The one reason for this must be the fact that it is a very cosmopolitan country, and the majority of clientele an eating joint attracts would be from their own nationality.

I wanted to relate two of my restaurant experiences that were the genesis of this diary.

In Perth, I walked into a superb little Indian joint called Mirch Masala (Chilly & Spice). As I placed my order, the serving lady asked: “How do you want your curry? Normal, hot, or Indian hot?”

It was the first time I had come across such a classification of curry, and my Indian roots immediately revolted against the first two.

I think the lady sensed a smugness with which I told her nothing but Indian hot for me. To cut a long story short, there was so much heat in that one small bowl, it would have put the sun to shame. I somehow finished it, alternating between sucking on ice cubes, wiping tears from my eyes (which had nothing to do with the joy of eating Indian after a long time), and with sweat dripping down my forehead.

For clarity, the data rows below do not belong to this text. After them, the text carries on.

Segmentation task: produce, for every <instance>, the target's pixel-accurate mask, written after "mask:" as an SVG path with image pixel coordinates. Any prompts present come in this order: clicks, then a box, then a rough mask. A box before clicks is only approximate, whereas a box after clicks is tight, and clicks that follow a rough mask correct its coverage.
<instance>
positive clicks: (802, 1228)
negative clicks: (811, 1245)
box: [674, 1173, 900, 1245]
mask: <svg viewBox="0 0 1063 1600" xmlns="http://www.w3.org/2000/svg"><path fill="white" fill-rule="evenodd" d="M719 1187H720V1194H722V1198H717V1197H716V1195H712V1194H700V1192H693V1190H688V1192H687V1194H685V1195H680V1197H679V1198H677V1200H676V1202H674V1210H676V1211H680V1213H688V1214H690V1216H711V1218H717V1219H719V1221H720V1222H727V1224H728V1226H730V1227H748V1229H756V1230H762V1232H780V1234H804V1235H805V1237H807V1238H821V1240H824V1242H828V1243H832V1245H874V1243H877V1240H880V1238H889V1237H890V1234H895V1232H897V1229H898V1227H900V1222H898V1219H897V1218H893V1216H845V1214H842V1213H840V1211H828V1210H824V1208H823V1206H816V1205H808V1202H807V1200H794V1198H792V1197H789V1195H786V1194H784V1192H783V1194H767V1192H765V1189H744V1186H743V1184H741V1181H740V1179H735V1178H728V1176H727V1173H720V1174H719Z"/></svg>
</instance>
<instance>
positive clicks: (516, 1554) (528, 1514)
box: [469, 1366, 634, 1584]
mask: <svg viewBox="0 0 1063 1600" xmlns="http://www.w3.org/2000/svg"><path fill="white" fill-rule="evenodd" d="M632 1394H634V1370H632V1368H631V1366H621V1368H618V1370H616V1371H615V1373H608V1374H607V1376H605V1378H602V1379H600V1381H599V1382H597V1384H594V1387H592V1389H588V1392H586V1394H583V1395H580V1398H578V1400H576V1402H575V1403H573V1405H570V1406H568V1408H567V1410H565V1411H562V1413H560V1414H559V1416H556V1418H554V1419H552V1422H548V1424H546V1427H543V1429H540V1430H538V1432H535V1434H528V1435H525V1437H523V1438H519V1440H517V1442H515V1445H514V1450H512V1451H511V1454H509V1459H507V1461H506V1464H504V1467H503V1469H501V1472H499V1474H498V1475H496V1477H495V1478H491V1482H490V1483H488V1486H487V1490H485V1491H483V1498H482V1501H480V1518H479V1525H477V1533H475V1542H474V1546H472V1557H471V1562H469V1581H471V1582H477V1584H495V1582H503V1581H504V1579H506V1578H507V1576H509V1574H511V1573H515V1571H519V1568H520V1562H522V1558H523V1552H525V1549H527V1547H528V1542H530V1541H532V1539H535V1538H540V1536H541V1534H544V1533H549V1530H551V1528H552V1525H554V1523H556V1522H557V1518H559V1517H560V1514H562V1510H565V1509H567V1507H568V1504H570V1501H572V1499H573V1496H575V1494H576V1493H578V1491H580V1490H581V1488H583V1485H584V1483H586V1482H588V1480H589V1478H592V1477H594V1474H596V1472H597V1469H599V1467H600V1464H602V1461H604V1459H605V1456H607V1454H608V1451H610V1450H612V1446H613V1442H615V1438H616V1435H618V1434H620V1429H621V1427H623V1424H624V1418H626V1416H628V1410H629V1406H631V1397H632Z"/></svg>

The second incident shows how the Aussies have all become critics after watching MasterChef and MKR. In Sydney, I was at an Indonesian restaurant when I overheard an Australian gentleman make this complaint to the owner about his ‘Crispy sweet chilly chicken’ – “Didn’t like it one bit mate. It was fried too much, was too sweet and not enough chilly.”

At least he was happy with the chicken part!